Gallegos eventually recovered and faced the charges against him at a trial that began two weeks ago.
During the case, Deputy District Attorney Karen Brako relied on security camera video of the shooting and testimony from Tejada, who identified the man in the footage as Gallegos. Tejada, who admitted to originally withholding information from police, was charged as a co-conspirator in the case but agreed to testify after being offered a plea deal.
During closing arguments on Thursday, Brako argued that Gallegos was guilty of first-degree murder, or, at the very least, second-degree murder, in addition to special allegations of using a firearm in the commission of a felony and using a firearm resulting in someone’s death because he intentionally pointed the gun at Amaya’s head and shot him knowing it could result in death or great harm.
Brako added that Gallegos also showed signs of premeditation and lying in wait as he drove to The Break Room bar with a loaded gun and the intention of seeing his ex-girlfriend before eventually chasing her and Amaya for several miles before the shooting, Brako said.
She supported her argument further through the use of cell phone towers, which pinpointed Gallegos’s phone in the same area as his ex-girlfriend at around the time she was near the bar. Gallegos then followed her to a dead end where her car couldn’t go any further, Brako said.
“Each of these actions takes thought and consideration,” Brako said. ” … The defendant waited for the opportune time to act.”
But Gallegos’ attorney, Michael Balmer, painted his client as a protector who was worried about his ex-girlfriend. Balmer argued Gallegos went to the bar that night to help her because she was drunk and “out of control.”
When Gallegos chased his ex-girlfriend down the 103 Freeway, it wasn’t to intimidate her but to get her off the road because she was driving drunk, Balmer argued. Gallegos also never intended to kill Amaya, according to Balmer. Instead, the gun went off during a “struggle” between Gallegos and Amaya, he told jurors.
“What I just heard was ‘I intend to kill you but before I do that let me hit you with my gun first,'” Balmer said. “You don’t get close enough for hand-to-hand combat if you intend to kill.”
In addition, Balmer tried to discredit witness testimony from Tejada, the ex-girlfriend, by painting her as a “party girl” that was blackout drunk the night of the shooting.
“She’s drunk no question about it, and I doubt she remembers anything,” Balmer told jurors.

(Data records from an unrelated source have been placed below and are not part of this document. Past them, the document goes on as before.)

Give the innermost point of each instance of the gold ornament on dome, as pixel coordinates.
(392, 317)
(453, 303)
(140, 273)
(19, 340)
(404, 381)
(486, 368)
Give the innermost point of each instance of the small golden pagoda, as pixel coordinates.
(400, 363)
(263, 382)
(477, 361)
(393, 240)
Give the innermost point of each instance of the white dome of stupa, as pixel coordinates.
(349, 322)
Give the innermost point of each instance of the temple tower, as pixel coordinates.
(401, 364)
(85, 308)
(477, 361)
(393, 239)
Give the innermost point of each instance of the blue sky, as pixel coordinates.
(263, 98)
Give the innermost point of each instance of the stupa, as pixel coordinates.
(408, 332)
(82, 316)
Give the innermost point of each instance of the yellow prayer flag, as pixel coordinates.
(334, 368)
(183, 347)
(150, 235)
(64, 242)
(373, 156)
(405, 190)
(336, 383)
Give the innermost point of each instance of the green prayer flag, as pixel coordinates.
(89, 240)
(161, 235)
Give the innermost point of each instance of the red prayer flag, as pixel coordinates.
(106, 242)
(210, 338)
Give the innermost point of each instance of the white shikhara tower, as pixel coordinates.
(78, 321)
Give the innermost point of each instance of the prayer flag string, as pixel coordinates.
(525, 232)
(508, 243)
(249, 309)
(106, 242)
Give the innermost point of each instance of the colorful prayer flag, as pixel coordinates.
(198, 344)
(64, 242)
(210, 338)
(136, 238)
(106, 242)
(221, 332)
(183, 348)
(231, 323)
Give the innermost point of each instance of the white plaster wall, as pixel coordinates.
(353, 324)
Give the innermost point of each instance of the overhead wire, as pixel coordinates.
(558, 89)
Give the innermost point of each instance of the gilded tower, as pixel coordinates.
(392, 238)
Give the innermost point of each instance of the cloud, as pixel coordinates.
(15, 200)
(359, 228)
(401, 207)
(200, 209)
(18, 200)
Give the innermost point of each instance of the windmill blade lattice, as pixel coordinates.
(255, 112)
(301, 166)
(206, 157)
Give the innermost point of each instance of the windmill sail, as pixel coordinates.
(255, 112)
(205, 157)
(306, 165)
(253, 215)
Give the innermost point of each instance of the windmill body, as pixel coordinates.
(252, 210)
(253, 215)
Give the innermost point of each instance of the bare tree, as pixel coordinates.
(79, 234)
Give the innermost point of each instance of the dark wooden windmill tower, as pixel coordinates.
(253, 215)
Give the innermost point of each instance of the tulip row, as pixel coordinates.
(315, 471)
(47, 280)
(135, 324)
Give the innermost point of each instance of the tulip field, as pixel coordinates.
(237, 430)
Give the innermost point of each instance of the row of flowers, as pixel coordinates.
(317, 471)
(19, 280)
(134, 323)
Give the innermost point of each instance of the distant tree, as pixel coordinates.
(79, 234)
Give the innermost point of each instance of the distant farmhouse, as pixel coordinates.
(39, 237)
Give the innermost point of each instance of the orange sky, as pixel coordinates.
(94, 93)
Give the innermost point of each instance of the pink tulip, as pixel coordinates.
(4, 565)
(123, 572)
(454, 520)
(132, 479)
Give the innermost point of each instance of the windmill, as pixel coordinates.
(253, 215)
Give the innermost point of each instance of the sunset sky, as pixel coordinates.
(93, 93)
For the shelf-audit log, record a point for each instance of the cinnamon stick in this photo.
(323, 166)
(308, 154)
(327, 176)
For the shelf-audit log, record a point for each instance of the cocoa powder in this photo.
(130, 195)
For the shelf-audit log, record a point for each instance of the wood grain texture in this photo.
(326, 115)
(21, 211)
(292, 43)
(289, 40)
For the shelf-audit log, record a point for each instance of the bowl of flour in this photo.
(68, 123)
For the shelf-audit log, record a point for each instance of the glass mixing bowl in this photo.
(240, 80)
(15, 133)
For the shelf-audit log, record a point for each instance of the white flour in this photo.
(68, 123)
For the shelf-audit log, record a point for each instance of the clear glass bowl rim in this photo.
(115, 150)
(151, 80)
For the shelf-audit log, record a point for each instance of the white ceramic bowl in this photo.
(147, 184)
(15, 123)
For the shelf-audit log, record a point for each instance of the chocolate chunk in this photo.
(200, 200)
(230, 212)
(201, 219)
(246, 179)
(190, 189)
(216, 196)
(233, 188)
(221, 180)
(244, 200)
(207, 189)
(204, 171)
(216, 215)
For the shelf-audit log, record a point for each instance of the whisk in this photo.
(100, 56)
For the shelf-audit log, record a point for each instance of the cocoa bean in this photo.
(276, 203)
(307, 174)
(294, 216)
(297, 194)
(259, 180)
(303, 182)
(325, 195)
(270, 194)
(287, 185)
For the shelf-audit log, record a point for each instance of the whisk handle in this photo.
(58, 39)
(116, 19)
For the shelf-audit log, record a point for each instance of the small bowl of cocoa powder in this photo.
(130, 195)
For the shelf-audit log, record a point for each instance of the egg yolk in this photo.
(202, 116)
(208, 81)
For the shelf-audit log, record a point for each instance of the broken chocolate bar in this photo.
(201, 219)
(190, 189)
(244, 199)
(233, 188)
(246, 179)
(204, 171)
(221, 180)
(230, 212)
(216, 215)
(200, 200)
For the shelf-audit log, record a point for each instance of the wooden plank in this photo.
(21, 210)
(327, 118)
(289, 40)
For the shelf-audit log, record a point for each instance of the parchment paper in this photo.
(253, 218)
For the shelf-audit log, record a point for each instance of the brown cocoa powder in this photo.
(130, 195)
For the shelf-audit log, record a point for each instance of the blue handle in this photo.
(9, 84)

In her rebuttal, Brako called Balmer’s arguments speculation and said Gallegos was in control of his actions that night.
“He wants you to believe a gun went off,” Brako told jurors. “Guns don’t go off unless you have a finger on the trigger.”

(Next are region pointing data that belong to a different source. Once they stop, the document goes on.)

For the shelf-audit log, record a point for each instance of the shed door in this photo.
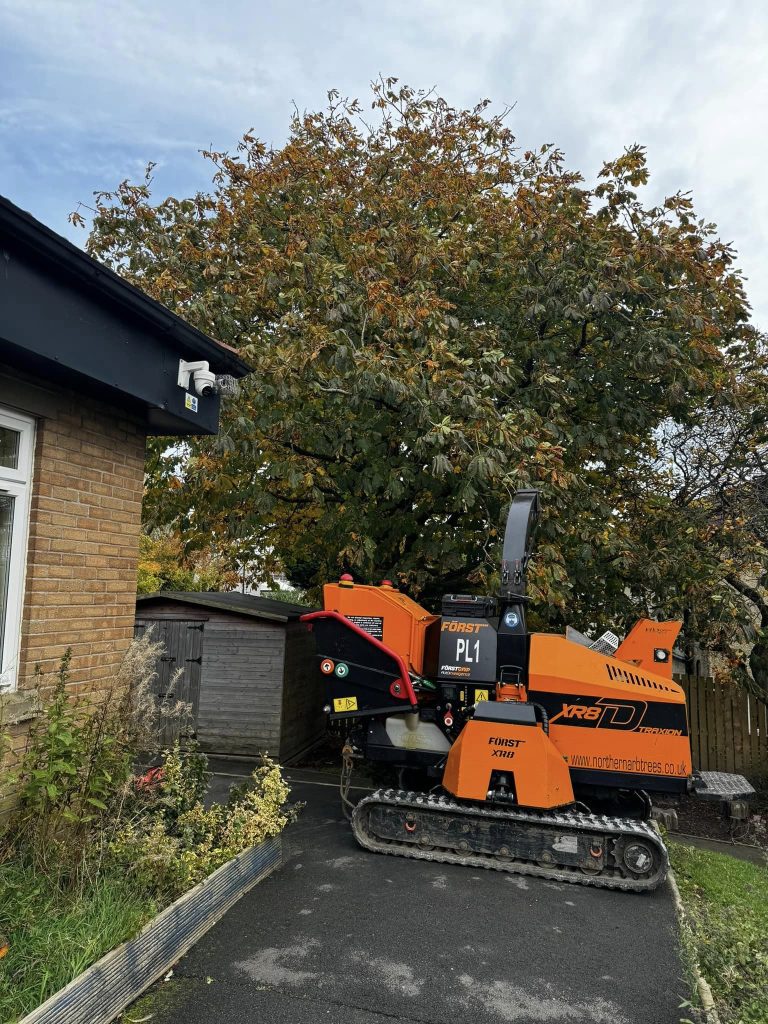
(183, 650)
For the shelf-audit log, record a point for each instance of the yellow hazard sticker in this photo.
(345, 704)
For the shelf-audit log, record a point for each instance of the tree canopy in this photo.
(435, 318)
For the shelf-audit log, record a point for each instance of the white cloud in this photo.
(96, 88)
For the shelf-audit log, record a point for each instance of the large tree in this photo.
(435, 318)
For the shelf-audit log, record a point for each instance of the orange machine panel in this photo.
(608, 716)
(525, 753)
(390, 616)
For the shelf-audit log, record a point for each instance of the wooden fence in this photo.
(728, 727)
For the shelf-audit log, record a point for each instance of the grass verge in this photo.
(54, 933)
(725, 901)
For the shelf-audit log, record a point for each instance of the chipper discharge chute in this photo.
(542, 751)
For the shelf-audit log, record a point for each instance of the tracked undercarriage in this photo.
(562, 846)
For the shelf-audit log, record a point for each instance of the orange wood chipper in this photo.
(542, 752)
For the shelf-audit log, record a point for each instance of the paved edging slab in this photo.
(97, 995)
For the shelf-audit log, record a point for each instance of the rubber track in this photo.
(610, 827)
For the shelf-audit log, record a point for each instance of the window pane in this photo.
(9, 448)
(6, 531)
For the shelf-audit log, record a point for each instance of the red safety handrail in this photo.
(404, 677)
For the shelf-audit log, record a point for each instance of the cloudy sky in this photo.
(91, 90)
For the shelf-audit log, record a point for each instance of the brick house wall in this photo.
(80, 585)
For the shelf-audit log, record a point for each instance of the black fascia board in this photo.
(66, 316)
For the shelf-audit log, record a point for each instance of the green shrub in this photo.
(173, 842)
(93, 851)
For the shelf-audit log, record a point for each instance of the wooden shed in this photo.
(248, 670)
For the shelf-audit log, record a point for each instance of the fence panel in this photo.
(728, 727)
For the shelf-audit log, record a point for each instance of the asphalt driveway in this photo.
(348, 937)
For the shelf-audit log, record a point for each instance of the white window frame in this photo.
(17, 483)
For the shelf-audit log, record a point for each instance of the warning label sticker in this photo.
(371, 624)
(345, 704)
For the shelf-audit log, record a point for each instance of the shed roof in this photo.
(242, 604)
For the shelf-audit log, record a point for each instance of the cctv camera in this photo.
(205, 382)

As to the assault charges for allegedly ramming the car of detectives trying to arrest him, Balmer argued Gallegos didn’t know he was being surrounded by cops and that crashing into the vehicle blocking him in was an act of “self-preservation.”

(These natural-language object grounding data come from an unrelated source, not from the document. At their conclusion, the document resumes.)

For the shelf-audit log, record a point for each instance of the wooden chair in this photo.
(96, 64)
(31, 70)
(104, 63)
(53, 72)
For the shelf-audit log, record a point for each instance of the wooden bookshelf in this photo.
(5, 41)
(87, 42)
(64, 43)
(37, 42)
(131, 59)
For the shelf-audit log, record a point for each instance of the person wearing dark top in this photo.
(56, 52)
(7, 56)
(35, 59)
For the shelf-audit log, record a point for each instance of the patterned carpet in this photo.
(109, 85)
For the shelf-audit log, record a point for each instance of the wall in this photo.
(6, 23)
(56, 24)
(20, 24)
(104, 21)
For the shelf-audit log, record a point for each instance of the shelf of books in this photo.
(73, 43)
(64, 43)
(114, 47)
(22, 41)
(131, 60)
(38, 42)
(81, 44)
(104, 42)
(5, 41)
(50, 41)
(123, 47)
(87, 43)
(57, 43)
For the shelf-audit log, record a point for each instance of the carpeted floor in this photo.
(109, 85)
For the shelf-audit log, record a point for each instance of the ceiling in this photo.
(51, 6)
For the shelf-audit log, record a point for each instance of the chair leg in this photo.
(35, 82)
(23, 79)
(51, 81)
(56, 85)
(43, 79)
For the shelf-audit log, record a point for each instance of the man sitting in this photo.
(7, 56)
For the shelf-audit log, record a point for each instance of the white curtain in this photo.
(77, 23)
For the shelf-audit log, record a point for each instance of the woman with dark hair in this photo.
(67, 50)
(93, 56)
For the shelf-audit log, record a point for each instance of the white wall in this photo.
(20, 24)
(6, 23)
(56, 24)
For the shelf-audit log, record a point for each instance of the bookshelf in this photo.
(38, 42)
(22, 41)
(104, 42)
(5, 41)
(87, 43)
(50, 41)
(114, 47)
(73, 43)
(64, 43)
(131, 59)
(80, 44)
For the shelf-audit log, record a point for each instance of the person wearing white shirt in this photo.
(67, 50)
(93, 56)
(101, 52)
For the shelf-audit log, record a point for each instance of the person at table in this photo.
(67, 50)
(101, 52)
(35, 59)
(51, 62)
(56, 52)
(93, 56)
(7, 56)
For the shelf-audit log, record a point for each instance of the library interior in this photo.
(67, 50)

“There’s no evidence that he had any idea he was being arrested,” Balmer said.
But Brako emphasized the detectives identified themselves as police and used sirens and vests with the words “police” when contacting Gallegos.
“He knew it was the cops and his time on the run was over,” Brako said. ” … That’s why he did what he did.”
Jurors deliberated for nearly two days before reaching a verdict and finding Gallegos guilty of first-degree murder and assault with a deadly weapon. The jury also found the special allegation that Gallegos used a firearm in the commission of the crime to be true.
Gallegos will be sentenced on Feb. 14, 2023. He faces 50 years to life in prison for the murder conviction, with an additional four years for the assault with a deadly weapon.